A wide swath of the American health care system opposes the health care legislation the U.S. House narrowly passed Thursday — and Minnesota's industry is no exception.
Minnesota's eight House members voted along party lines as the House voted to gut the Affordable Care Act, also known as Obamacare. The bill heads now for a fight in the U.S. Senate, where it faces an uncertain future.
The state's health care sectors, however, are raising alarm about the potential for the legislation, known as the American Health Care Act, to become law.
"We are concerned that the American Health Care Act is going to cause a huge retreat in the number of people who are insured," said Wendy Burt, spokesperson for the Minnesota Hospital Association, which represents nearly all the state's health systems and hospitals.
The legislation would scrap the Medicaid expansion and cap federal funding of the insurance program for low income and disabled people. It would also let states do away with consumer protections designed to ensure health insurance coverage is robust and remains available to the half of Americans with a pre-existing health condition.
States could get federal waivers that permit insurers to offer stripped down coverage, and charge more based on age and health conditions.
The quality of health care for many Minnesotans and the financial health of the hospitals and clinics that provide healthcare services are at stake, said Burt.
"We don't want to go back to the system that increases the number of uninsured where people rely on the emergency room," she said, "rather than on preventative care and we increase the amount of charity care and uncompensated care."
Minnesota Republicans who voted for the measure Thursday said the current Affordable Care Act was unsustainable. The three Republicans issued statements slamming Obamacare and saying the legislation they backed will improve the situation.
"The status quo under Obamacare is no longer acceptable," GOP U.S. Rep. Erik Paulsen said in a statement.
States that allow insurers to charge more based on pre-existing conditions would have to set up what are called high risk pools to offer coverage for people with high cost conditions. Although the bill shifts much decision-making to the states, it's unclear whether legislatures or governors are authorized to make those decisions.
"I'm stunned that it's gotten this far given how many negative consequences it has on people all across the country," said Minnesota Human Services Commissioner Emily Piper, who oversees the state's Medicaid program, known as Medical Assistance.
She said the state would lose $2.5 billion in federal Medicaid money within the first 18 months of the bill's implementation, and $35 billion over a decade. That loss would be devastating for more than 1 million Minnesotans enrolled in Medicaid and MinnesotaCare, another state-subsidized health plan, she added.
As for returning to high-risk pools, Piper echoes many experts saying it's not at all clear that the federal subsidies in the bill would do enough to cover the cost. Prior to the Affordable Care Act, high-risk pools were an expensive option of last resort, she added.
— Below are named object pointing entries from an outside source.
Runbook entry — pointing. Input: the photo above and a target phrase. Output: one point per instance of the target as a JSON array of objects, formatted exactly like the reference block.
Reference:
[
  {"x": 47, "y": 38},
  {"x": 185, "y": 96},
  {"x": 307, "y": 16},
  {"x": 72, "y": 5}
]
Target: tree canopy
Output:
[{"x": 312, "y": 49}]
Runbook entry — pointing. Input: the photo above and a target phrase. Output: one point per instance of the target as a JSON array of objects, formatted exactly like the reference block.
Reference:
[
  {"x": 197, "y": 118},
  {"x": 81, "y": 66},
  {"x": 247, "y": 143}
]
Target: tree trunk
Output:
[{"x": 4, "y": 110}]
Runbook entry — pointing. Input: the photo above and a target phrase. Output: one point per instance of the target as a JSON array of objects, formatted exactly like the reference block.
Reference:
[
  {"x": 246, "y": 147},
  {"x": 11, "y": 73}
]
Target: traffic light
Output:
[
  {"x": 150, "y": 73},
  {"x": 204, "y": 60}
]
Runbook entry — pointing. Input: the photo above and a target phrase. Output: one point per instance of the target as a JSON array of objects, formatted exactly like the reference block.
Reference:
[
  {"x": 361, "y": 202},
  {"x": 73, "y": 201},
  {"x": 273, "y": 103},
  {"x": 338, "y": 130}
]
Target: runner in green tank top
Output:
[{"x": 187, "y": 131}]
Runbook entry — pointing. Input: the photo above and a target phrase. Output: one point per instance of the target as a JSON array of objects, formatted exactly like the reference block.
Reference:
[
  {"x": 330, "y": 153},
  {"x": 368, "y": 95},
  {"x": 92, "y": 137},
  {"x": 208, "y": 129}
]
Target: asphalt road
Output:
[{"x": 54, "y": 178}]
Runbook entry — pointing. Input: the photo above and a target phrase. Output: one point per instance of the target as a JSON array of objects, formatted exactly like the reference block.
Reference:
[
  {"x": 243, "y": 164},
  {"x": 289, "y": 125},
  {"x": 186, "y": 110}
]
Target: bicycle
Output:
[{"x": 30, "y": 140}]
"They're looking through rose-color glasses. We had one of the oldest and the biggest high-risk pools in the nation in the state of Minnesota and it had issues including driving up costs, significant costs, that people couldn't afford," Piper said.
The group that represents Minnesota's major health insurance companies opposes the bill. But Minnesota Council of Health Plans President Jim Schowalter underscored that the House GOP plan is a long way from becoming law. He predicts many of the proposals won't survive in the Senate, although Republicans control that body too.
"This is one vote. The law doesn't change over night and for that I'm grateful," Schowalter said. "I think there's a lot of work and a lot of discussion that's going to happen in the U.S. Senate."
Minnesota's two DFL U.S. senators oppose the GOP bill and DFL Gov. Mark Dayton is pledging to fight any effort to reduce health insurance benefits for as long as he's governor. His term ends in January 2019.
Minnesota Medical Association Board Chair, Dr. Douglas Wood, a Mayo Clinic cardiologist, said the state's largest doctors' organization is urging people to get involved in the debate. The MMA, like many other groups, is convinced if the House bill became, law millions of Americans will lose their coverage and their health will suffer as a result, Wood said.
"The general public should quickly contact their senators and express their concern," he added. "We know that the lack of coverage results in delays in care and choices not to do things that are more appropriate that have real impact on their lives. So, as a provider, this is particularly disconcerting."